Враждебное напряжение, присущее дуализму, диалектически предполагает общность и тем самым опять единство. Железный занавес был бы бессмысленным и никто не дал бы себе труда организовывать его, если бы он должен был отделить друг от друга только внутренне не соотносящиеся пространства. Толкование железного занавеса, которое дал Rudolf Kassner (Merkur, April 1951), подразумевает отделение экзистенции от не-экзистенции, разделение экзистенции и идеи. Но оно предполагает, что на горизонтальном, политическом уровне разделение осуществляется внутри общей идеологии. Общность заключена в картине мира и картине истории обоих партнёров мирового дуализма. Подобно тому, как всемирная битва между католицизмом и протестантизмом, между иезуитами и кальвинизмом в XVI и XVII веках предполагала общность христианства, и лишь это единство породило страшную вражду, так и сегодня в основе дуализма имеется единство историко-философской само-интерпретации.
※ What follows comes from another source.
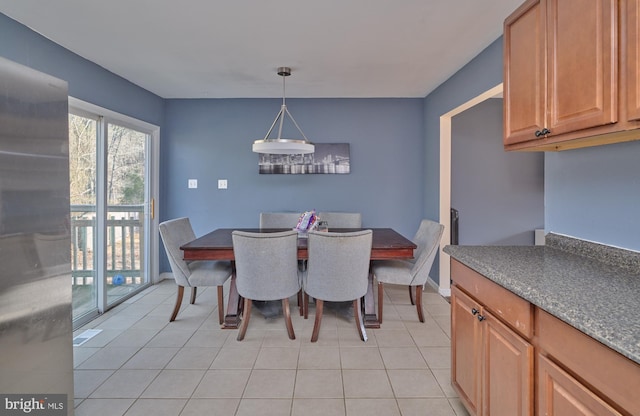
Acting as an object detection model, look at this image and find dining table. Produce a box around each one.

Наш диагноз современного международного положения был бы неполным, если бы он оставил без внимания историческую само-интерпретацию партнёров всемирного дуализма. Только там можно найти единство, которое диалектически делает возможным дуализм. Само-интерпретация больше чем любая другая величина является элементом сегодняшней мировой ситуации. Перед лицом проблемы единства мира каждый исторически действующий человек принуждён ставить как диагноз, так и прогноз, который касается не только простых фактов. И самый трезвый политический вычислитель интерпретирует статистическую информацию, которую он получает, а именно он интерпретирует её в историко-философском смысле. Все люди, которые сегодня планируют и пытаются планировать большими массами, занимаются в какой-то форме философией истории. Благодаря этому проблема единства мира и проблема сегодняшнего мирового дуализма становится проблемой философско-исторического толкования мира.
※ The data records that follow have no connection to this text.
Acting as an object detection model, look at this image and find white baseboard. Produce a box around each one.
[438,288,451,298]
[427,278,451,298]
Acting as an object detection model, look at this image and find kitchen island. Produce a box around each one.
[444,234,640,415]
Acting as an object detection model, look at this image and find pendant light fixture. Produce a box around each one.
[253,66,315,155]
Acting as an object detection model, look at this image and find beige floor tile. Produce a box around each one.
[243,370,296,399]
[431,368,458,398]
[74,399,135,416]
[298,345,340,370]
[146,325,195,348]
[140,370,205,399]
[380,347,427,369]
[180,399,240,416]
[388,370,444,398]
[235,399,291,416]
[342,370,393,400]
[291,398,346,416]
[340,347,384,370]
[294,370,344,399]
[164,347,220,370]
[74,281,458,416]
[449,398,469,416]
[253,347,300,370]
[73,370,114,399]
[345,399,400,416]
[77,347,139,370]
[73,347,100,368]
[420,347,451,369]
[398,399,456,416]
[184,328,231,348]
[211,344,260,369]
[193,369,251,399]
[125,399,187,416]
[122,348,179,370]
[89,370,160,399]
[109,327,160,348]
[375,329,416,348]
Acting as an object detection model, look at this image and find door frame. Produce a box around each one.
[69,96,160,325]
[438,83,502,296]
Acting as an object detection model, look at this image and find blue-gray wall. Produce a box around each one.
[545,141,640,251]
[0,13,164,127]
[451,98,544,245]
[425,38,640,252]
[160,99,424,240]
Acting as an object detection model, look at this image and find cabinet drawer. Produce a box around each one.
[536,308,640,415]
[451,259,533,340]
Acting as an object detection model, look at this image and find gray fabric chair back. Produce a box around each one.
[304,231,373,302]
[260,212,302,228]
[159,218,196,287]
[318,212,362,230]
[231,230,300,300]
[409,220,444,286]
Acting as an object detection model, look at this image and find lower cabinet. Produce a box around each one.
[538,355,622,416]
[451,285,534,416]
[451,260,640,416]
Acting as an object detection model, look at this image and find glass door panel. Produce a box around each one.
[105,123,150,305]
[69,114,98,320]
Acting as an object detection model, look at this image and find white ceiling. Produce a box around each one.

Во все времена люди как-то определялись религиозными, моральными или научными убеждениями, которые содержали также известные представления о ходе истории. Но эпоха планирования является в особенном смысле эпохой философии истории. Тот, кто сегодня планирует, должен сразу сообщить людям, которых он хочет сделать объектом своего планирования, вескую философию истории. В этом отношении философия истории имеет сегодня совершенно практический и эффективный смысл. А именно она является обязательной составной частью планирования.
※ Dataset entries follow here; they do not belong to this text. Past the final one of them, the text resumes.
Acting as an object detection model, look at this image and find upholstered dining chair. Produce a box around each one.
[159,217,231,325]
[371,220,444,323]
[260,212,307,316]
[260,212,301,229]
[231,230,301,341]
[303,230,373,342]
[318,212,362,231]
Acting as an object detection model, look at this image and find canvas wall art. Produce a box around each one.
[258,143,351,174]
Это справедливо без разговоров и явно применительно к сегодняшнему коммунистическому Востоку. Восток имеет твёрдую цель, направленную к единству Земли и к её подчинению всемирно-исторически легитимированному властителю этой Земли. Его идея единства основана на доктрине диалектического материализма, которая торжественно возвышена до коллективистского кредо. Диалектический материализм, сердцевина марксизма, является — специфическим и даже исключительным образом — философией истории. Он сохраняет структуру философии Гегеля, то есть единственной построенной философско-исторической системы прежней мировой истории. Эта гегелевская философия по видимости идеалистическая; она усматривает цель человечества в единстве возвращающегося к самому себе Духа и в абсолютной идее, а не в материальном единстве электрифицированной Земли. Но методическую суть, диалектическое движение мировой истории можно поставить и на службу материалистического мировоззрения. Противоположность материализма и идеализма становится несущественной, если вся материя становится излучением, а всё излучение — материей.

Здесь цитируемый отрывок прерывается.